6. Die Idee, Menschen aufgrund ihrer individuellen Überzeugungen aus der Gesellschaft zu exkludieren oder auf indirektem Wege einen Zwang zu erzeugen, sollte im Hinblick auf die Tatsache, dass sie dadurch in ihrer Freiheit der Person, Art. 2 Abs. 2 GG, eingeschränkt werden, zumindest hinreichend begründet werden. Der pauschale Verweis auf die abstrakte Gefährdungsvermeidung genügt dafür nicht.
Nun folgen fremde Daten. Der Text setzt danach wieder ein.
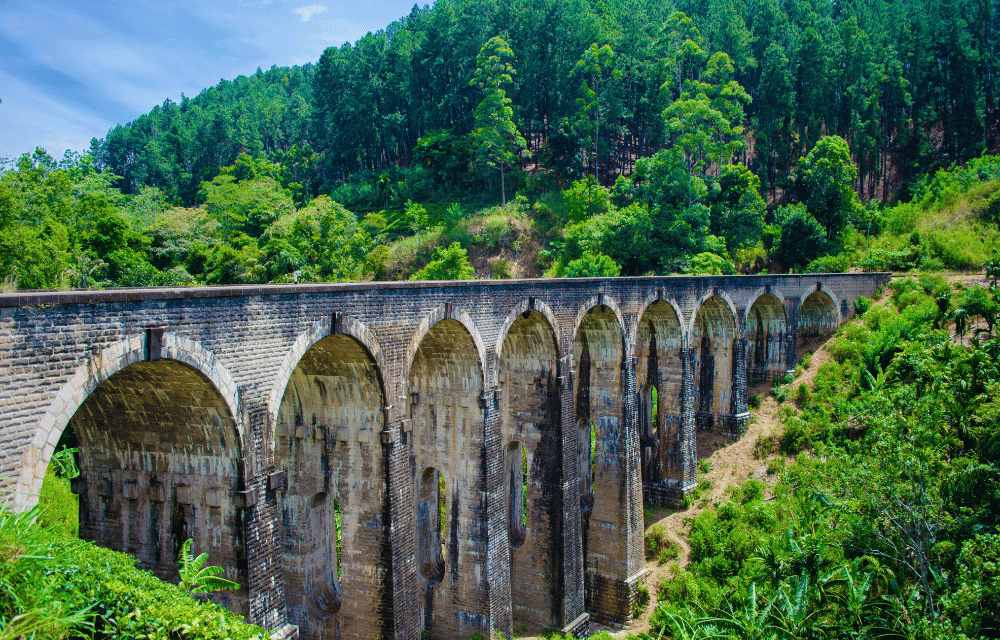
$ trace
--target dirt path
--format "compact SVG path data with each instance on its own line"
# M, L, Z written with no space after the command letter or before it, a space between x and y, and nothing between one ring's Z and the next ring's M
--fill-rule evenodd
M794 385L798 386L805 382L811 385L816 377L816 372L824 363L830 359L828 343L824 338L812 338L805 342L799 342L798 352L800 359L807 353L811 353L808 368L802 369L795 378ZM646 584L649 586L649 605L646 611L639 616L632 626L624 631L613 633L612 635L624 638L628 634L648 632L650 630L649 620L653 609L656 607L656 592L660 583L669 578L675 567L683 567L688 563L691 547L687 543L687 535L690 533L690 523L695 516L707 508L721 503L726 495L726 489L733 485L739 485L749 478L757 478L764 481L773 482L774 477L767 473L767 464L777 457L777 454L766 455L758 458L754 454L758 439L777 438L781 436L784 429L784 419L781 415L782 405L771 395L769 384L755 385L747 389L747 394L752 396L760 394L763 399L759 409L753 411L750 426L741 438L733 441L718 434L701 432L698 434L698 460L699 460L699 485L704 488L701 496L687 509L652 509L646 512L646 531L655 525L664 528L667 537L675 542L679 548L677 560L661 565L654 559L646 561L646 568L649 573L646 575ZM702 473L707 459L709 469Z

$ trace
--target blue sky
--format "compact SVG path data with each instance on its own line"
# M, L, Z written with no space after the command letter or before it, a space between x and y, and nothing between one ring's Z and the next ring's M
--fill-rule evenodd
M423 0L421 6L429 0ZM166 98L316 62L414 0L0 0L0 158L57 158Z

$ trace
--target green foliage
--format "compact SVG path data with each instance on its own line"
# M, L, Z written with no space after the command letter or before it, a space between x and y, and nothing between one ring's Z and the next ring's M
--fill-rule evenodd
M485 94L476 107L473 144L480 160L500 169L500 202L507 203L504 169L527 153L527 142L514 124L514 110L504 87L513 82L514 52L503 38L494 36L479 50L476 76L470 84Z
M995 628L1000 342L987 317L1000 310L990 290L956 292L938 276L890 287L891 303L862 303L834 360L795 388L800 407L786 410L781 445L801 453L768 465L778 478L770 499L751 480L694 519L692 563L661 590L654 633L931 638ZM940 327L970 305L987 308L981 339L966 347Z
M232 580L219 577L219 574L225 571L222 567L205 566L208 561L207 552L202 553L197 558L194 557L191 553L192 544L193 540L188 538L181 545L181 550L177 554L177 572L180 575L178 586L192 594L240 588L240 585Z
M858 170L851 161L847 141L838 136L821 138L796 170L796 187L802 203L833 241L861 210L854 185Z
M733 263L722 256L704 251L691 258L689 273L693 276L732 275L736 272Z
M610 256L585 251L582 256L566 265L563 275L567 278L609 278L619 273L621 267Z
M65 480L62 480L65 482ZM135 559L0 508L0 638L264 640L259 627L135 568Z
M756 245L764 230L766 207L760 179L742 165L724 165L711 182L708 200L713 235L731 251Z
M802 268L827 246L826 229L800 204L782 207L775 214L781 228L775 257L787 267Z
M435 249L427 266L410 276L410 280L470 280L475 276L476 270L469 264L465 249L453 242Z

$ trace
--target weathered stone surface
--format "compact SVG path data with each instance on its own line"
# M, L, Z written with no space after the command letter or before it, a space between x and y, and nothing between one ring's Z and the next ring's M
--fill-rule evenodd
M32 504L72 425L81 535L167 579L193 538L283 637L585 635L629 621L643 495L696 484L696 429L886 280L0 295L0 478Z

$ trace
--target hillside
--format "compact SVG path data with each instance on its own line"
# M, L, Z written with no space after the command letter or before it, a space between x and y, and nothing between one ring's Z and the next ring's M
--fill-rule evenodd
M243 152L288 167L309 198L364 183L366 206L384 208L383 173L414 200L498 195L474 135L484 94L473 80L499 36L530 169L511 176L518 186L595 175L610 187L686 135L664 113L695 99L692 83L733 81L746 95L735 157L770 202L787 202L796 162L824 135L848 141L862 200L888 201L998 151L996 21L995 3L974 0L439 0L314 65L167 100L91 152L123 192L155 186L187 206Z

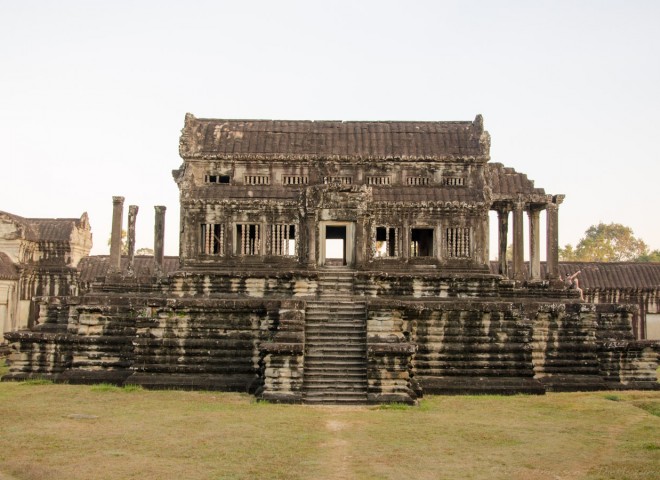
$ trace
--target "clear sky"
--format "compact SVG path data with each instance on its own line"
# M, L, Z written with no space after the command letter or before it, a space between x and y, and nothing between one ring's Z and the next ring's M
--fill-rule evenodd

Sowie die Einstellung der Kostenübernahme der Antigenschnelltests ("Bürgertestungen") damit begründet wird, dass jedem Bürger ein individuelles Imfpangebot unterbreitet werden konnte, sollte diese Argumentation auch in umgekehrter Richtung für die Nichtannahme des Angebots gelten. Vom medizinischen Standpunkt aus betrachtet, ist mehr Schutz als durch einen der verfügbaren Impfstoffe auf absehbare Zeit nicht zu erlangen. Da in diesem Falle nur noch die sich gegen eine Impfung Entscheidenden nennenswert gefährdet sind, stellt dies keine Angelegenheit der Allgemeinheit dar. Denn neben dem Recht, eine Heilbehandlung abzulehnen, gibt es ein diesem Gedanken zugrundeliegendes Recht auf Krankheit, so abstrus das erst einmal wirken mag. Die Selbstbestimmung als Ausdruck der Menschenwürde ist nun einmal aller staatlichen Gewalt höchstes Rechtsprinzip. Kinder stellen die Ausnahme von dieser Argumentation dar. Es sei jedoch angemerkt, dass seit Beginn der Pandemie insg. 88 Kinder aufgrund einer Erkrankung mit Sars-CoV-2 auf der Intensivstation behandelt wurden (siehe Gesellschaft für Pädiatrische Infektiologie) und dass dies angesichts einer Gesamtzahl 14 Mio. Kindern in Deutschland keine grds. Beschränkung eines Großteils des öffentlichen Lebens und seiner Bestandteile rechtfertigen kann, worauf die Gesellschaft in Zusammenarbeit mit der Deutschen Gesellschaft für Kinder- und Jugendmedizin unmissverständlich hingewiesen hat.
Der Verfasser ist geimpft und sieht in der Impfung keine Bedrohlichkeit für seine persönliche Gesundheit.